No início de 1975, realizou-se em Curitiba, Paraná, o I
Encontro de Pesquisadores de Música Popular Brasileira, como parte dos festejos
de inauguração do novo teatro Guaíra. Indagado pelo coordenador do Encontro
sobre quem poderia comparecer de São Paulo como um dos representantes desse
Estado (pois os festejos e debates iriam reunir gente de todo o país),
indicamo-lo entusiasticamente como presença indispensável. Havia-se pensado em
famosos nomes da música popular urbana, esquecendo que não havia ninguém ligado
à música rural! A indicação foi prazerosamente aceita e, no decorrer das
reuniões do Encontro, Ariovaldo Pires transformou-se em foco das atenções de
todos, estando presentes, vale dizer notáveis nomes da MPB.
A partir de então, Ariovaldo Pires retornou a notoriedade,
agora envolvido com a pesquisa e como fonte viva de informações da música
popular brasileira. Por causa disso ele chamava este autor de “seu padrinho” e
até falecer nunca deixou de honrá-lo com dedicatórias e escritos nos quais
agradecia por “havê-lo empurrado”. Sua atividade nesse aspecto, por outro lado,
fez com que sua vida se dinamizasse intensamente, na forma de pesquisas,
debates, atuações em programas de todo tipo e viagens constantes.
A saúde, contudo, já não era a mesma, embora seu espírito
ainda fosse de um jovem. Em 1979, poucos meses antes de falecer, recebeu
merecido troféu (reunindo aos outros quinze que colecionava em sua carreira)
por seus cinquenta anos de vida artística. Em outubro deste ano, morre seu
irmão mais velho, o radialista Mauro Pires, fato que o abalou profundamente.
Disso fomos testemunha por ocasião do sepultamento. Seu aspecto físico já era
preocupante.
Viajou para o Paraguai, porém, contratado que fora para uma
pesquisa sobre a música desse país que seria transformada num brinde de fim de
ano do Banco do Brasil. A viagem lhe foi fatal, embora exames médicos prévios a
tivessem autorizado. Vimo-nos pela última vez no dia 6 de novembro de 1979, por
ocasião dos funerais da mãe deste autor.
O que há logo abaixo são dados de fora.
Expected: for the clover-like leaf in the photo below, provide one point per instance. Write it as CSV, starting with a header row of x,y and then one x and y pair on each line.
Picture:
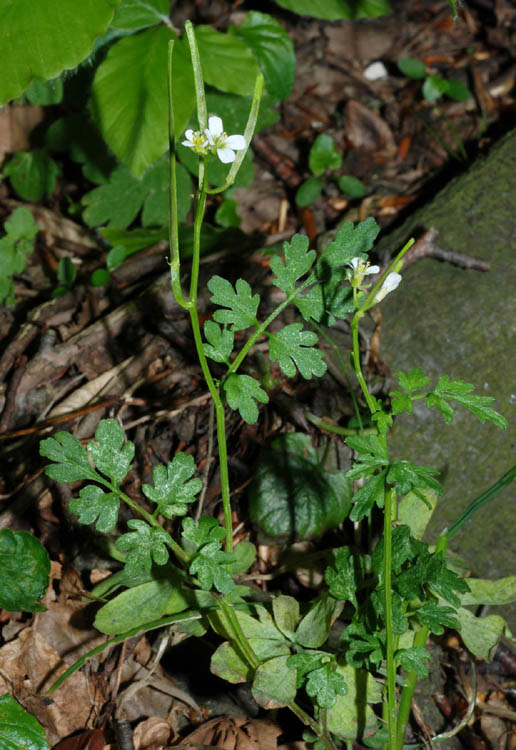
x,y
220,340
206,530
460,392
172,491
71,461
242,392
436,618
93,504
298,261
210,567
241,303
293,347
143,545
109,454
413,660
324,685
349,242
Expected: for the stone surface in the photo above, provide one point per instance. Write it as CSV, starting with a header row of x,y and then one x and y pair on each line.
x,y
462,323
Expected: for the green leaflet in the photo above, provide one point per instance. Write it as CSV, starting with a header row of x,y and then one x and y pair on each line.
x,y
25,566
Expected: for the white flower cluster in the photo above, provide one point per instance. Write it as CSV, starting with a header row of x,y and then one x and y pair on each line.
x,y
214,140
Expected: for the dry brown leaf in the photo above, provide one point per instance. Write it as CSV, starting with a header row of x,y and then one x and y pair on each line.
x,y
235,733
152,734
367,130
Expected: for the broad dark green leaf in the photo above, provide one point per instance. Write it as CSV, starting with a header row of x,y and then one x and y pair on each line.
x,y
40,40
227,62
291,496
323,155
273,50
19,730
138,14
33,174
25,566
129,96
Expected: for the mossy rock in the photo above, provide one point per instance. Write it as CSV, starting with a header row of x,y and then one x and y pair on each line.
x,y
462,323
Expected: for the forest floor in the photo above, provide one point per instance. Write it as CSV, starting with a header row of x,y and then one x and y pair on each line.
x,y
104,352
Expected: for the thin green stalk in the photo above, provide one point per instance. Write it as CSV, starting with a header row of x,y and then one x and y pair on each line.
x,y
262,327
497,487
172,224
408,692
389,633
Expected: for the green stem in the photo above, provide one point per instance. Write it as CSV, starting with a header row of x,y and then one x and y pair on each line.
x,y
261,327
387,573
497,487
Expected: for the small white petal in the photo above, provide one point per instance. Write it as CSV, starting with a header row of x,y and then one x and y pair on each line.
x,y
215,126
375,71
236,142
226,155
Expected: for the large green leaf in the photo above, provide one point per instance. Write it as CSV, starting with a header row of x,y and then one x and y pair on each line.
x,y
25,567
227,62
273,50
129,96
291,496
139,605
18,729
334,10
41,39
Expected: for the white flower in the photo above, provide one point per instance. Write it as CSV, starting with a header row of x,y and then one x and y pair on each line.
x,y
389,285
360,268
197,141
221,143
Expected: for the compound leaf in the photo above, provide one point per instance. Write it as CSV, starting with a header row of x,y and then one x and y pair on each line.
x,y
298,261
93,504
143,545
25,566
220,342
172,492
107,453
242,392
293,347
71,461
210,567
457,390
242,304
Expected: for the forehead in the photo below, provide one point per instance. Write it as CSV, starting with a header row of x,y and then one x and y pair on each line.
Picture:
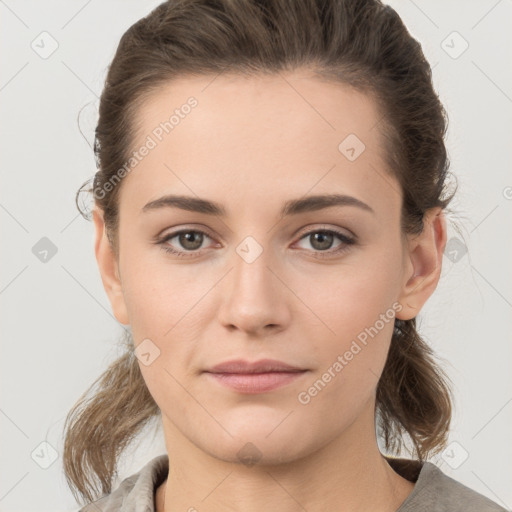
x,y
286,134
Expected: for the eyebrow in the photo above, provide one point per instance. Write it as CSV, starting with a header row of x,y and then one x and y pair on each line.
x,y
292,207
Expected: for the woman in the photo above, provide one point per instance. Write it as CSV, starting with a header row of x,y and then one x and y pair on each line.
x,y
269,216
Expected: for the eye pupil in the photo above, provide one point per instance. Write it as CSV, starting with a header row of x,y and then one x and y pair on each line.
x,y
325,240
191,240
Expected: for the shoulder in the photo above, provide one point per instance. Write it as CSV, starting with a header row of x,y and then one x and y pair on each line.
x,y
434,490
136,492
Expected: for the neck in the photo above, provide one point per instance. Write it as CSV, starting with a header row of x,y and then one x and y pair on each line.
x,y
348,473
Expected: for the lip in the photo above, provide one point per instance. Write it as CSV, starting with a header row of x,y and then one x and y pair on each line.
x,y
256,377
261,366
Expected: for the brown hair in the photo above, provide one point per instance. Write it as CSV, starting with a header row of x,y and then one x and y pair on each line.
x,y
360,43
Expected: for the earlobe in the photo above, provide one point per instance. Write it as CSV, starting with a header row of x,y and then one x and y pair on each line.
x,y
425,254
109,269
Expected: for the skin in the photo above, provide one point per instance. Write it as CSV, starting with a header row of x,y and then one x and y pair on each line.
x,y
251,144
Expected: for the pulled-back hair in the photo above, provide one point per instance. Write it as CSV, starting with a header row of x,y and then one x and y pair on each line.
x,y
360,43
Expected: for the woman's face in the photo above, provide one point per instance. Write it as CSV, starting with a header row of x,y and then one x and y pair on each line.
x,y
316,287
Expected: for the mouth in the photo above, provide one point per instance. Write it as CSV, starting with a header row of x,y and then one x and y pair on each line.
x,y
257,377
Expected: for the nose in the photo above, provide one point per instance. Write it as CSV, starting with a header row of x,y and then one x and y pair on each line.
x,y
255,300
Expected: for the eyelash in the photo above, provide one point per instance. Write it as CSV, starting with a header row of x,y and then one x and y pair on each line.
x,y
347,242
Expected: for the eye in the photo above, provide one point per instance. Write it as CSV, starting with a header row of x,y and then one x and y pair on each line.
x,y
190,241
322,241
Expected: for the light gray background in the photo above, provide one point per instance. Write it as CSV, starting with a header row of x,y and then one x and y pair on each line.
x,y
58,333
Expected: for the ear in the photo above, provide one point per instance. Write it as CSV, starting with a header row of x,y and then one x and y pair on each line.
x,y
109,268
425,256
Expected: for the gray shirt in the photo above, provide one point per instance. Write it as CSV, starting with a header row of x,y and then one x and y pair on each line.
x,y
433,490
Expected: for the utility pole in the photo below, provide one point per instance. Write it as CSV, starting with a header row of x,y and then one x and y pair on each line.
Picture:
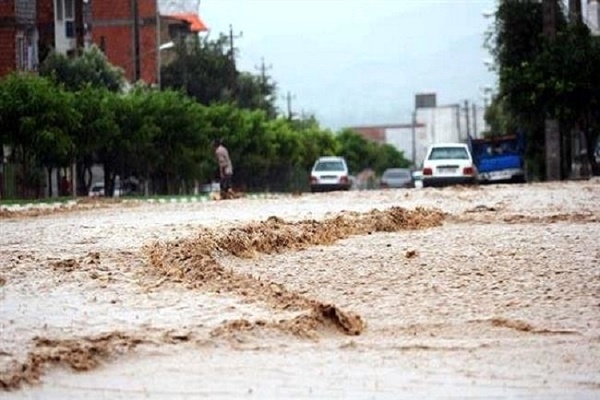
x,y
458,128
262,68
232,37
551,126
414,137
136,40
468,123
288,99
575,11
474,120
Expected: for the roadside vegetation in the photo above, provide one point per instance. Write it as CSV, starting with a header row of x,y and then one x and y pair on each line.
x,y
546,71
80,111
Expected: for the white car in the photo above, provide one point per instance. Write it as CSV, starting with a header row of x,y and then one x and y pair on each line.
x,y
97,190
330,173
448,164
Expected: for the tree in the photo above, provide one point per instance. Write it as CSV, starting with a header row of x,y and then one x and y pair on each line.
x,y
35,120
203,69
90,69
545,77
98,120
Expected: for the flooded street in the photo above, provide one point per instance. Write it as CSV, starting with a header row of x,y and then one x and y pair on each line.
x,y
490,291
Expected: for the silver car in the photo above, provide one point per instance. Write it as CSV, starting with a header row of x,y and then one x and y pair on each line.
x,y
330,173
396,178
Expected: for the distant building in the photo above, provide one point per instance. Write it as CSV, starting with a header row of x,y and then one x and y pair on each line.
x,y
128,31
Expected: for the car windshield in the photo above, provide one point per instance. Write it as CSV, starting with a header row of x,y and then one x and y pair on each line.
x,y
396,174
329,166
449,153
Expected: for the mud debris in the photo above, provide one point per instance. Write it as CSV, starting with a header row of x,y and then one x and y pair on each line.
x,y
193,261
81,354
321,318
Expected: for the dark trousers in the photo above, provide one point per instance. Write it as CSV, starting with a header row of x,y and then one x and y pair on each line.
x,y
225,183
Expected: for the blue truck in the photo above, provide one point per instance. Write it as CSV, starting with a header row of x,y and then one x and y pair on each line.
x,y
499,158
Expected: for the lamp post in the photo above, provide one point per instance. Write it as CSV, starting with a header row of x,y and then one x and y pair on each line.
x,y
164,46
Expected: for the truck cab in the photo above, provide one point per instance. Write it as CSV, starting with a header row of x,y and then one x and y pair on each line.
x,y
499,158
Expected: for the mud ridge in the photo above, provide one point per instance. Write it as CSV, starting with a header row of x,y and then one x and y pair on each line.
x,y
321,318
485,214
82,204
193,262
523,326
82,354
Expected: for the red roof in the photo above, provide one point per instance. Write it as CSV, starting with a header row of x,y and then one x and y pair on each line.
x,y
196,24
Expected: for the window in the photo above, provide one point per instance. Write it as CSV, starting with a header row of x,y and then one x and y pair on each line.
x,y
329,166
59,10
449,153
21,53
69,9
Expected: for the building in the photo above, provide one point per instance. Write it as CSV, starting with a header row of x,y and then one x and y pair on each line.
x,y
18,35
432,123
593,16
398,135
130,32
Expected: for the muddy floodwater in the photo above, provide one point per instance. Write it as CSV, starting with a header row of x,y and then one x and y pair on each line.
x,y
460,292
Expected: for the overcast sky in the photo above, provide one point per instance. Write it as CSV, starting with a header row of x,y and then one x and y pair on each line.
x,y
360,62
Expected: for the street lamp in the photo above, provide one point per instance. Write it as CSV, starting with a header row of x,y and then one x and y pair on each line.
x,y
164,46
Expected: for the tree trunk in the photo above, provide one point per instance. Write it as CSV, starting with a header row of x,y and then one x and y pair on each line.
x,y
50,191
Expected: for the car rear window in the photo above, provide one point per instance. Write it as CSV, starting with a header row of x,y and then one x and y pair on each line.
x,y
329,166
449,153
396,174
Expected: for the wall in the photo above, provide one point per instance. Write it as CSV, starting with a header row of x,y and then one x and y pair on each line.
x,y
7,37
113,27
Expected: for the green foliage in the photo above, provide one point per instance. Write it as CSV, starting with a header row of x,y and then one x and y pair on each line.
x,y
361,153
90,69
163,137
544,77
205,70
36,119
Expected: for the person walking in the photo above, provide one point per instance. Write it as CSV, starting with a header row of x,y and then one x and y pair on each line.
x,y
225,168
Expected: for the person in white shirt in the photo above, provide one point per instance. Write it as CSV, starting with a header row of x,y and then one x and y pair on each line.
x,y
225,168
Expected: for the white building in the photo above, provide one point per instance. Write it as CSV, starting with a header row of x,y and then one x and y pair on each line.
x,y
431,124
Ele compareceu extraordinariamente
abatido, trôpego, auxiliado por sua filha Marilda, a quem delicadamente
censuramos por tê-lo deixado sair de casa naquele estado. “Ele fez questão de
vir”, explicou-nos Marilda. “Queria a todo custo manifestar-lhe pessoalmente
condolências”. Lembramos, inclusive, que a presença dele naquele local só
serviria para piorar seu estado psíquico: é que, alguns dias antes, o corpo de
seu irmão Mauro fora velado exatamente na mesma sala onde estava sendo velado o
da mãe deste autor.
Quatro dias depois – 10 de setembro de 1979 -, desparecia
aquela criatura simpática, prestativa, criativa e modesta que, conforme sua
mulher, “gostava de andar de ônibus para anotar as conversas que ouvi durante
viagem e transformá-las em quadrinhas!”. Morreu às cinco horas da tarde,
sábado, dia de chuva, após cinco paradas cardíacas, na UTI do Hospital
Presidente, na avenida Nova Cantareira, São Paulo.
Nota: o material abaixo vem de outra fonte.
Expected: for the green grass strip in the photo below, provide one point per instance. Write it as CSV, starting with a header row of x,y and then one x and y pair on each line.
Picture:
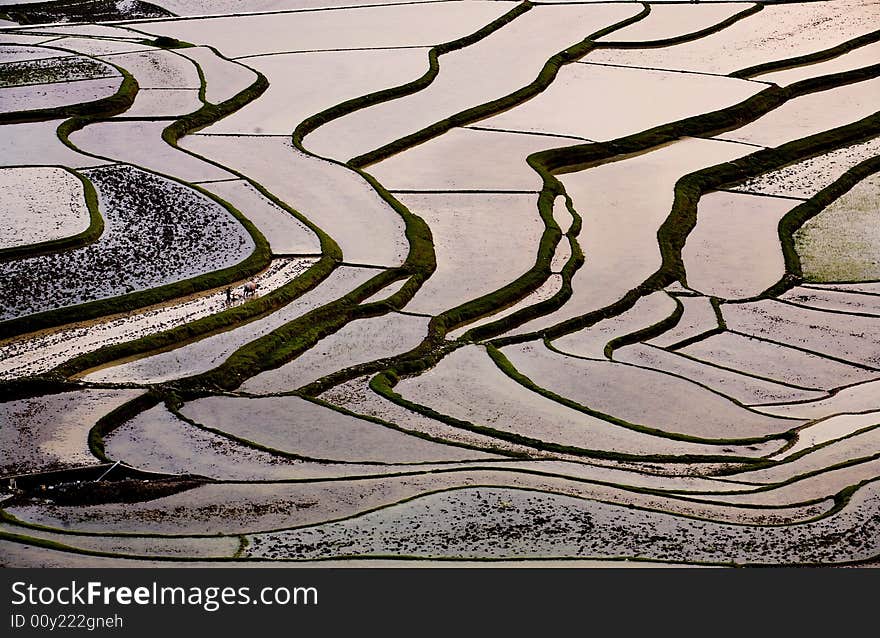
x,y
798,216
685,37
504,364
811,58
355,104
471,115
106,107
112,420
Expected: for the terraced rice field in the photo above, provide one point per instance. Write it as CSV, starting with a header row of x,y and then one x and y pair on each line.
x,y
440,281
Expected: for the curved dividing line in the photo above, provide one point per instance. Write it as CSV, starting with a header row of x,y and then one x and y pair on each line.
x,y
106,107
687,37
473,114
384,382
504,364
811,58
355,104
86,237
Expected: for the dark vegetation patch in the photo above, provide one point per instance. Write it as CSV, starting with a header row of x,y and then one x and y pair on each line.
x,y
84,11
66,69
127,490
157,231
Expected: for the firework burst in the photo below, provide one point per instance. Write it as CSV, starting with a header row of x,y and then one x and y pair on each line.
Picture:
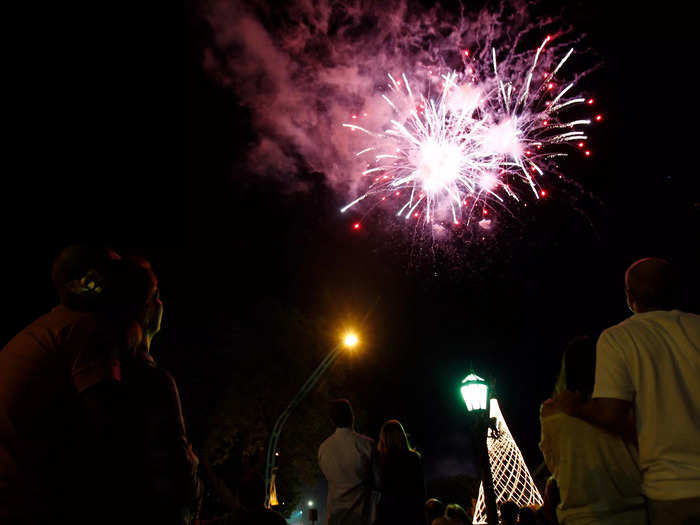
x,y
481,144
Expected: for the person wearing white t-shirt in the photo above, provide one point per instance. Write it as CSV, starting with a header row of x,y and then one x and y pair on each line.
x,y
651,362
346,459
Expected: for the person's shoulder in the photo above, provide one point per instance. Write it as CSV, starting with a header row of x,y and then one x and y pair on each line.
x,y
47,331
364,440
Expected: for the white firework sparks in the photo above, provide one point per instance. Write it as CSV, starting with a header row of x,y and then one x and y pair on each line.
x,y
479,144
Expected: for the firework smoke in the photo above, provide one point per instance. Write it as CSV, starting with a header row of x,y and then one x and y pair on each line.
x,y
306,69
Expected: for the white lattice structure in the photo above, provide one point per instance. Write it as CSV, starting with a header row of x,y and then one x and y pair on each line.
x,y
511,479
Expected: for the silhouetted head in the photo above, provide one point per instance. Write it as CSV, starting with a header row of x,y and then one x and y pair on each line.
x,y
578,367
81,275
649,285
250,491
434,508
392,440
134,297
509,512
341,413
456,513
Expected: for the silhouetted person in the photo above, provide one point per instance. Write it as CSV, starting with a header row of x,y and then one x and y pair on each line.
x,y
43,370
456,514
434,510
597,472
401,477
509,513
651,362
346,460
163,485
547,513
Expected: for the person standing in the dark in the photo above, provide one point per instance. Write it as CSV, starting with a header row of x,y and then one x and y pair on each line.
x,y
650,363
161,468
401,478
346,460
67,355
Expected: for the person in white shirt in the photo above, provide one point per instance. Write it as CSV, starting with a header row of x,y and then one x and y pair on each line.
x,y
346,460
651,362
597,472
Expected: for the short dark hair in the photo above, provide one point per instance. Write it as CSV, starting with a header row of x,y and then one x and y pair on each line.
x,y
509,511
340,412
82,261
650,283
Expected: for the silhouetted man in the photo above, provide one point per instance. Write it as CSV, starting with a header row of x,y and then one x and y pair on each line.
x,y
345,459
651,362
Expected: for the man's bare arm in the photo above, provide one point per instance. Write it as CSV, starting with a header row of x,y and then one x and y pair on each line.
x,y
614,415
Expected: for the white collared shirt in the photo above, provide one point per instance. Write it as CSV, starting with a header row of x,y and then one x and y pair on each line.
x,y
345,459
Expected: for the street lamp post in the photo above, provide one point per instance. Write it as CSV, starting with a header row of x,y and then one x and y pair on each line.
x,y
349,341
475,392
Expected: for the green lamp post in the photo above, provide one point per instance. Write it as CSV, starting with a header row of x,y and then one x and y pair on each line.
x,y
476,394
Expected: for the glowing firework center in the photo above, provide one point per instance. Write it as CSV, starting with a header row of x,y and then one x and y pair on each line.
x,y
482,142
438,166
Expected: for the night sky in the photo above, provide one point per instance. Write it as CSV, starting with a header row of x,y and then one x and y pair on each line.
x,y
105,163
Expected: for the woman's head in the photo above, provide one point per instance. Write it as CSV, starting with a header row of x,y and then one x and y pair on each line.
x,y
134,296
578,367
392,439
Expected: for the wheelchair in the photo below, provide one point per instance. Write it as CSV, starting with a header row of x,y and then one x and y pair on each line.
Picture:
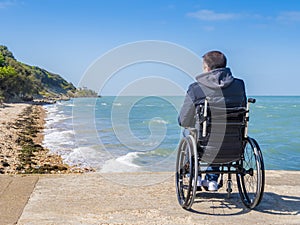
x,y
220,140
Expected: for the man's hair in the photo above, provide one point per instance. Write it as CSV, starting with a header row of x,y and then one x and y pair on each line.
x,y
215,59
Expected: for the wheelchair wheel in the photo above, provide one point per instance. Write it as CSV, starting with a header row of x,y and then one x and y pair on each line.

Soubemos do seu falecimento, no dia seguinte bem cedo. Fomos,
juntamente com João Pacífico, dos primeiros a chegar ao velório. Ao vê-lo
inerte no caixão, sentimos que estávamos sendo furtados também. Furtados de uma
das maiores figuras da música brasileira em todos os tempos. Aquilo que com nos
deparávamos representava o fim do ciclo mais nobre da poesia e da música
caipira em nosso país.
Publicado originalmente em FERRETE, JL. Capitão Furtado: viola
caipira ou sertaneja?. Rio de Janeiro: Funarte, Instituto Nacional de
Música, Divisão de Música Popular, 1985.